In 2007, Lowe's sponsored the Brackets of Integrity Sweepstakes, an online tournament pool that allowed listeners of Mike and Mike in the Morning to play against Greenberg and Golic using bracket sheets of their own. Amusingly, the rules allowed each participant to create up to five different "Sheets of Integrity." The hosts' differences were summed up in 2005 in two separate parodies of Billy Joel's song "Honesty" (renamed "Integrity"), as sung by each host in support of their wagering philosophies.

In 2009, Werner's (a ladder company which supplies the official ladders that the NCAA champion team climbs to cut down the nets after the tournament) sponsored the online sweepstakes. The sponsorship was continued in 2010.

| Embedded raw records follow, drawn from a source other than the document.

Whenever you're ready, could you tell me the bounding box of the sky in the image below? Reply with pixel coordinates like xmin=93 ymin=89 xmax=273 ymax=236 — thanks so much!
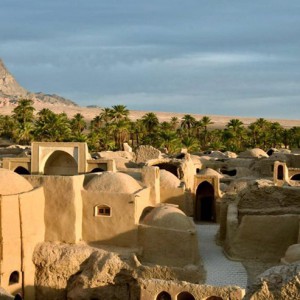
xmin=0 ymin=0 xmax=300 ymax=119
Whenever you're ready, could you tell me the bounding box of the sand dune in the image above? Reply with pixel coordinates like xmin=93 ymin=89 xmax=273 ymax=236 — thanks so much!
xmin=0 ymin=103 xmax=300 ymax=128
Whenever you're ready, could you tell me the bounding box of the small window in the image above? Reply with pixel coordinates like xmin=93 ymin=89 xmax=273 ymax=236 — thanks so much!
xmin=156 ymin=291 xmax=172 ymax=300
xmin=8 ymin=271 xmax=20 ymax=285
xmin=177 ymin=292 xmax=195 ymax=300
xmin=95 ymin=205 xmax=111 ymax=217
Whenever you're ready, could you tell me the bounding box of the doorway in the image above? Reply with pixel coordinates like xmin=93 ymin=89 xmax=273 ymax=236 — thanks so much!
xmin=194 ymin=181 xmax=216 ymax=222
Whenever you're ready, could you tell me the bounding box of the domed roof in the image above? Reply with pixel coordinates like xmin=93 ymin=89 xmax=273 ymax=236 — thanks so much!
xmin=160 ymin=170 xmax=180 ymax=189
xmin=239 ymin=148 xmax=269 ymax=158
xmin=0 ymin=168 xmax=33 ymax=195
xmin=142 ymin=204 xmax=195 ymax=230
xmin=197 ymin=168 xmax=223 ymax=178
xmin=86 ymin=172 xmax=142 ymax=194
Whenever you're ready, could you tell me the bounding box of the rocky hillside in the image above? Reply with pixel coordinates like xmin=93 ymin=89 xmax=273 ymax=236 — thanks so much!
xmin=0 ymin=59 xmax=77 ymax=107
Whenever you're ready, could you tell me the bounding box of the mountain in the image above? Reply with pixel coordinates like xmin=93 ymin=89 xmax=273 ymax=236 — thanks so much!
xmin=0 ymin=59 xmax=77 ymax=107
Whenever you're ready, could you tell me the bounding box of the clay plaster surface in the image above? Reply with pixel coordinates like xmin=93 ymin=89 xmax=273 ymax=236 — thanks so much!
xmin=196 ymin=224 xmax=247 ymax=288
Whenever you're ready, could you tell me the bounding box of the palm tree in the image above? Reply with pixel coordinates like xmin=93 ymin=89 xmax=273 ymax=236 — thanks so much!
xmin=0 ymin=116 xmax=18 ymax=138
xmin=90 ymin=115 xmax=102 ymax=132
xmin=170 ymin=117 xmax=179 ymax=130
xmin=142 ymin=112 xmax=159 ymax=133
xmin=200 ymin=116 xmax=214 ymax=148
xmin=99 ymin=107 xmax=111 ymax=125
xmin=34 ymin=109 xmax=71 ymax=142
xmin=248 ymin=118 xmax=271 ymax=150
xmin=270 ymin=122 xmax=284 ymax=148
xmin=13 ymin=99 xmax=35 ymax=124
xmin=70 ymin=113 xmax=86 ymax=135
xmin=15 ymin=122 xmax=34 ymax=145
xmin=158 ymin=130 xmax=180 ymax=153
xmin=180 ymin=114 xmax=196 ymax=136
xmin=224 ymin=119 xmax=245 ymax=152
xmin=181 ymin=136 xmax=199 ymax=152
xmin=110 ymin=105 xmax=129 ymax=122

In 2014, the contest was discontinued, with Golic having won the last four contests.

==Contests==

===The Battle for the Butter===
In one contest they called "Name the Game," they chose a random, obscure college football game and asked the listeners to phone in or email their suggestions. The contest was a spoof of named games between more high-profile football teams (such as the "Collision at the Coliseum"). The football game chosen was the September 13, 2008 game between the University of Maine and Stony Brook University of New York. Because Maine is famous for its lobster, which is traditionally steamed and eaten with melted butter on the side, The Battle for the Butter was the contest winner, and the name was nationally popularized by the duo. Maine won, 28–13.